We present in this section the objective results of the various models on tasks from the Language Model Evaluation Harness. These results were computed using the TextSynth API so that they can be fully reproduced (patch: lm_evaluation_harness_textsynth.tar.gz). You can compare them with other results independently obtained by EleutherAI.

Zero-shot performance:

Model LAMBADA Acc ↑ Winogrande ↑ Hellaswag ↑ PIQA ↑ COQA f1 ↑ Average ↑
gptj_6B 69.1% 64.5% 66.3% 76.2% 66.8% 68.6%
fairseq_gpt_13B 72.2% 66.9% 72.7% 79.0% 70.6% 72.3%
gptneox_20B 71.4% 65.9% 68.9% 77.0% 71.4% 70.9%

Few-shot translation (K=5) (WMT14 BLEU scores):

Model fr→en ↑ en→fr ↑
gptj_6B 34.3 28.7
boris_6B 35.9 37.2

Note that these models have been trained with data which contains possible test set contamination.

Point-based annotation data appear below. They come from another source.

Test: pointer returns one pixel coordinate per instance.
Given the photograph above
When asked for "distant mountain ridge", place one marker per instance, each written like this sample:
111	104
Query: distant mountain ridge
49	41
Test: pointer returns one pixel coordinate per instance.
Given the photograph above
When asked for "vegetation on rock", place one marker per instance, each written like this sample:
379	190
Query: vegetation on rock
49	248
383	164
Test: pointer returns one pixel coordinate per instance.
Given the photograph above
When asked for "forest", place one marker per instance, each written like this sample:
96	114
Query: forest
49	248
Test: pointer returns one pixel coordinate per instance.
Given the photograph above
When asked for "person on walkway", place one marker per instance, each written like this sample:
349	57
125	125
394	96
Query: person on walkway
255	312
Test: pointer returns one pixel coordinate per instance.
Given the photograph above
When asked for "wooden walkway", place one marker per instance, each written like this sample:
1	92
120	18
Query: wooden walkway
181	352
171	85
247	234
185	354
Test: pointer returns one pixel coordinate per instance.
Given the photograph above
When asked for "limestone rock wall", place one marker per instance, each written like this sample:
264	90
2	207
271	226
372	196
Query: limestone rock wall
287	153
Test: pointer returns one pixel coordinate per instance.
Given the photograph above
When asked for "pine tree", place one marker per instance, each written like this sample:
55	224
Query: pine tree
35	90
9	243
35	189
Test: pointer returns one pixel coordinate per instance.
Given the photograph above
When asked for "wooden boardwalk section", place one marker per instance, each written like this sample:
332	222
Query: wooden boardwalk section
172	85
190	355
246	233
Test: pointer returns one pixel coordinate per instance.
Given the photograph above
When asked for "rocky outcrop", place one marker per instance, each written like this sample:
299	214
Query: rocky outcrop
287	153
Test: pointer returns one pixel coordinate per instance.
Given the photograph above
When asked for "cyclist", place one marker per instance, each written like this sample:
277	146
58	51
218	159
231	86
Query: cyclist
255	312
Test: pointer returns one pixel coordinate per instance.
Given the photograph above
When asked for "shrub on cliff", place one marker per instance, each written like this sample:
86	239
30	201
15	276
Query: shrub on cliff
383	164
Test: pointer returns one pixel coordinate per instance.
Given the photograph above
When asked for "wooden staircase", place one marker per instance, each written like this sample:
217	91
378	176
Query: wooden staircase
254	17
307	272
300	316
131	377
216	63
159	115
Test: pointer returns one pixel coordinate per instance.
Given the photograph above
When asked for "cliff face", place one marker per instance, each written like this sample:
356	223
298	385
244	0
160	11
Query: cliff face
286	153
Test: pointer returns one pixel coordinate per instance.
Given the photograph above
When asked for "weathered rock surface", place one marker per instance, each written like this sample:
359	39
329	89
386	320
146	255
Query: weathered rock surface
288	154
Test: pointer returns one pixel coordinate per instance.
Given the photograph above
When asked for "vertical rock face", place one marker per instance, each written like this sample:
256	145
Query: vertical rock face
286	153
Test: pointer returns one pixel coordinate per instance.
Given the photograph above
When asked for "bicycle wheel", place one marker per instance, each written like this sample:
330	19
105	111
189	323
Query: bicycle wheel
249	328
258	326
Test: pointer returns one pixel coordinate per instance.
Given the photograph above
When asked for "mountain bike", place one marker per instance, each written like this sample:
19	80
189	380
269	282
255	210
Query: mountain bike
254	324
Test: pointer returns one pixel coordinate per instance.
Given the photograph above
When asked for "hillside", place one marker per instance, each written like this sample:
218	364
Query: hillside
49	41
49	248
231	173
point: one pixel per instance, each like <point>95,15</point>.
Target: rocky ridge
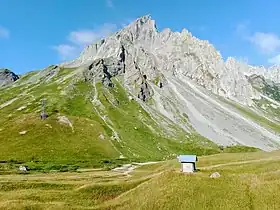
<point>181,82</point>
<point>7,77</point>
<point>167,67</point>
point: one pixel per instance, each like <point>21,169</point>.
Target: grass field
<point>248,181</point>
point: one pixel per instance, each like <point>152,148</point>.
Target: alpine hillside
<point>139,94</point>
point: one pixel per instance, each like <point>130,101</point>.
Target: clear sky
<point>37,33</point>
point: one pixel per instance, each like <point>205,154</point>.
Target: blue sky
<point>37,33</point>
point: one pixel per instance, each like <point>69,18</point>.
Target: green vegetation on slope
<point>137,139</point>
<point>248,181</point>
<point>49,145</point>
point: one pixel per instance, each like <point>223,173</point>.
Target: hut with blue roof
<point>187,163</point>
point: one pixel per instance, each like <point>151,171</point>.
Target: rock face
<point>149,55</point>
<point>272,73</point>
<point>184,76</point>
<point>7,77</point>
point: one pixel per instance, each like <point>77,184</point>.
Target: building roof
<point>187,158</point>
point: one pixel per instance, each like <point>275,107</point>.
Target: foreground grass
<point>248,181</point>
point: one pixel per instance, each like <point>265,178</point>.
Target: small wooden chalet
<point>187,163</point>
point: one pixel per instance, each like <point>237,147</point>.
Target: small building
<point>187,163</point>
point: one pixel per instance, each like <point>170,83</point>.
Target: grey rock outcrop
<point>184,76</point>
<point>272,73</point>
<point>139,49</point>
<point>7,77</point>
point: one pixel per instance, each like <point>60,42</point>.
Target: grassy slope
<point>49,145</point>
<point>248,181</point>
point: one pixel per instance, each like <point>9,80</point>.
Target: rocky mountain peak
<point>7,77</point>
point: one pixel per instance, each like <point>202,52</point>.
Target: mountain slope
<point>139,95</point>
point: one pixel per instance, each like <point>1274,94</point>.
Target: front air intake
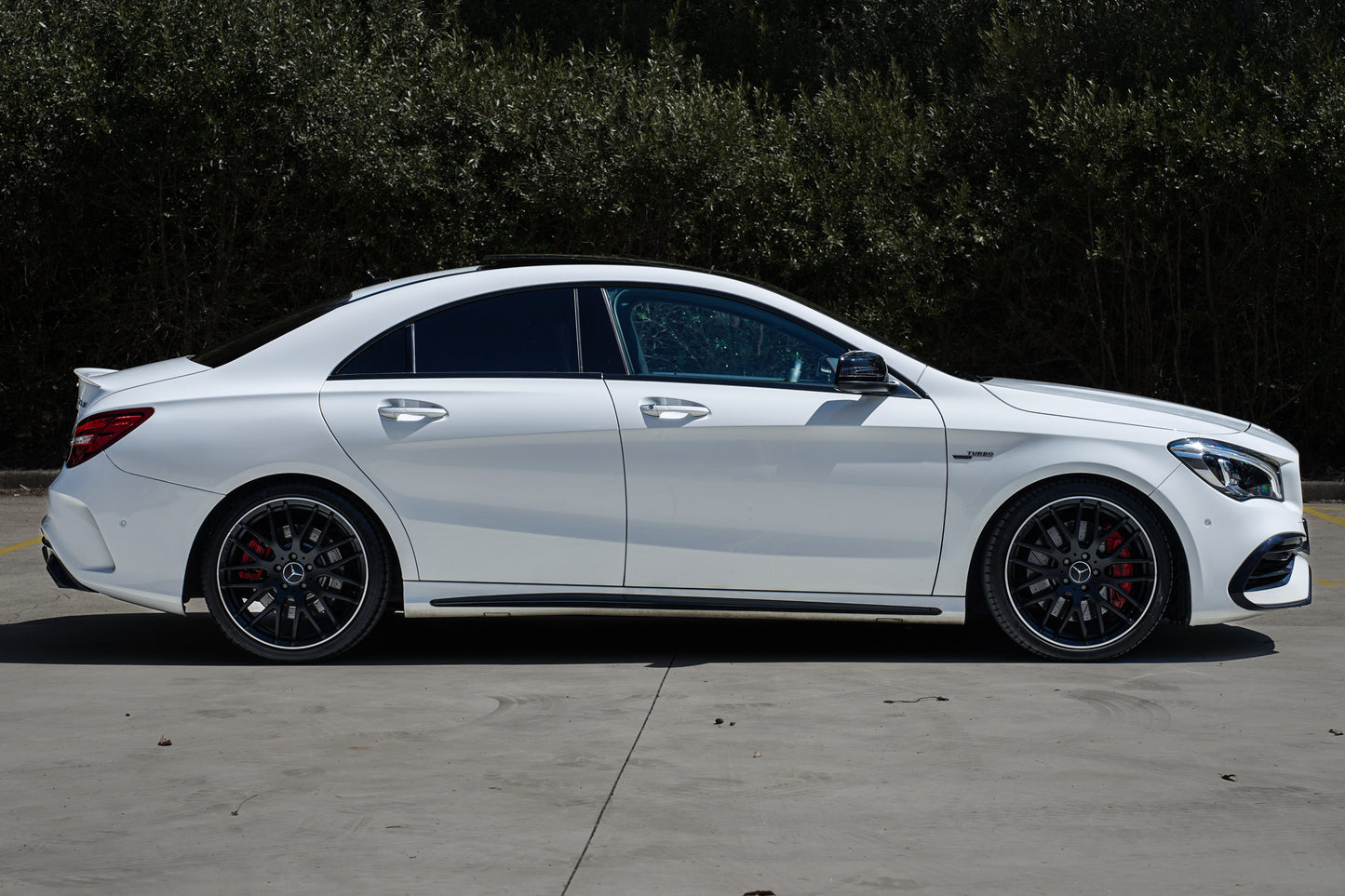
<point>1267,567</point>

So not all these results might reflect the actual model performance.

4 Changelog

  • 2022-05-02: added the translate endpoint and the m2m100_1_2B model.
  • 2022-05-02: added the repetition_penalty and typical_p parameters.
  • 2022-04-20: added the n parameter.
  • 2022-04-20: the stop parameter can now be used with streaming output.
  • 2022-04-04: added the logit_bias, presence_penalty, frequency_penalty parameters to the completion endpoint.
  • 2022-04-04: added the tokenize endpoint.